Uma das principais fontes de entrada de microplástico no meio ambiente é a lavagem de roupa, que é feita de polímeros como poliéster e náilon, diz Andréia Neves Fernandes, professora de Química na Universidade Federal do Rio Grande do Sul (UFRGS) e coordenadora do Laboratório de Processos Ambientais e Contaminantes Emergentes. Outras origens são descarte inadequado, desgaste de pneus, fragmentos presentes no álcool em gel e também no glitter.

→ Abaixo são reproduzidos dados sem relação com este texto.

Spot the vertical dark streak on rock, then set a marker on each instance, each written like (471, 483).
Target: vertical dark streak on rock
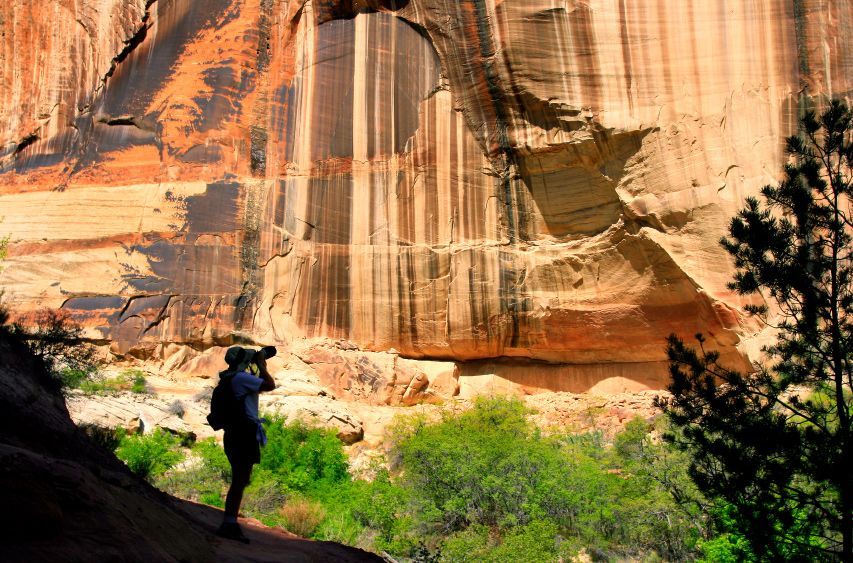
(802, 47)
(503, 161)
(626, 54)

– Quando você está numa janela com sol bonito e vê um pozinho voando, muito daquilo é microplástico: se eu esfregar meu braço, soltam-se microfibras. A gente está constantemente em contato com o microplástico ao respirar, comer e tomar banho. Há efeitos sendo investigados sobre risco de câncer a humanos. Não sou antiplástico, sou a favor do plástico. Mas estamos no Brasil, um país em desenvolvimento com padrão de consumo de primeiro mundo e com leis e destinações que não são de primeiro mundo. Temos que banir canudos e sacolinha plástica da nossa vida, reduzir o uso de alguns itens, repensar a ida ao supermercado, pedir leis para regular a indústria e investir em reciclagem – resume a pesquisadora.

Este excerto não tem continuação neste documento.